PERSONAL INFORMATION COLLECTION STATEMENT

Your supply of your and your proxy’s (or proxies’) name(s) and address(es) is on a voluntary basis for the purpose of processing your request for the appointment of a proxy (or proxies) and your voting instructions for the Meeting of the Company (the “ Purposes ”). We may transfer your and your proxy’s (or proxies’) name(s) and address(es) to our agent, contractor, or third party service provider who provides administrative, computer and other services to us for use in connection with the Purposes and to such parties who are authorized by law to request the information or are otherwise relevant for the Purposes and need to receive the information.
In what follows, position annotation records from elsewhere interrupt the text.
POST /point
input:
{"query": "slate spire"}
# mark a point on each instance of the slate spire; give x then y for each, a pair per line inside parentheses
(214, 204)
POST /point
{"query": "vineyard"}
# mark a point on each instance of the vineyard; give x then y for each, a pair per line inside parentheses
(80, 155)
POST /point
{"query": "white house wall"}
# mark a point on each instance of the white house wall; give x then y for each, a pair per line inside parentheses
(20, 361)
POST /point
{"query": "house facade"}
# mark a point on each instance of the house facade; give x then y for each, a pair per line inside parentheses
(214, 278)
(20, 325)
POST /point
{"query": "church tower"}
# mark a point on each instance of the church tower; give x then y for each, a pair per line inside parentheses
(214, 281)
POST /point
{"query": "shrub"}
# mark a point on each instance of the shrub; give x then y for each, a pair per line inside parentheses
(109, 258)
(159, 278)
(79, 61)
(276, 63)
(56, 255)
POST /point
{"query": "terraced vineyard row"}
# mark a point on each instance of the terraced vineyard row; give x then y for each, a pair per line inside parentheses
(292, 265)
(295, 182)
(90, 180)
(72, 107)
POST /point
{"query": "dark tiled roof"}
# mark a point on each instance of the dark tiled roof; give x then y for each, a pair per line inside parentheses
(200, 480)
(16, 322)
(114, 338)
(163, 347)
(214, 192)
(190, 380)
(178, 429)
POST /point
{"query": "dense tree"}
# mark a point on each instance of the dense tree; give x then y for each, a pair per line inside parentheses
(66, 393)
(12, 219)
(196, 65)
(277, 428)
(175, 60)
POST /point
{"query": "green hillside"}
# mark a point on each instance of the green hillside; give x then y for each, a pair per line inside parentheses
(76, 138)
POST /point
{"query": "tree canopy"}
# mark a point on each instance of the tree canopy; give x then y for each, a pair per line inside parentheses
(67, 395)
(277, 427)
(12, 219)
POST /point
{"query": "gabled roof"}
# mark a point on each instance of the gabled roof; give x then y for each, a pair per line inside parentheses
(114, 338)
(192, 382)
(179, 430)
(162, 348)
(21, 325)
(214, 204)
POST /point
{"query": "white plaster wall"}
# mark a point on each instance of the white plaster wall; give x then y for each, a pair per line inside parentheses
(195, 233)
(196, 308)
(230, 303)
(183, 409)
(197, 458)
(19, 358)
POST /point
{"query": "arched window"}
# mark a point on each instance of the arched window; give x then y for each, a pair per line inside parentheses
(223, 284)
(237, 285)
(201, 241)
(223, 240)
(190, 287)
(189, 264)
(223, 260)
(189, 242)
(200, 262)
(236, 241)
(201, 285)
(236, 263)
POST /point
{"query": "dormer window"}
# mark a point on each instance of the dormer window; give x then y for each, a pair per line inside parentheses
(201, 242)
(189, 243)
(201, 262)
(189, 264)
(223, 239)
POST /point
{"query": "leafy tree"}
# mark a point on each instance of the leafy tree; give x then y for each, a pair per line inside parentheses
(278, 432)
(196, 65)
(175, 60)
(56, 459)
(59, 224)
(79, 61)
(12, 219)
Your and your proxy’s (or proxies’) name(s) and address(es) will be retained for such period as may be necessary to fulfil the Purposes. Request for access to and/or correction of the relevant personal data can be made in accordance with the provisions of the Personal Data (Privacy) Ordinance and any such request should be in writing by mail to the Registrar at the above address.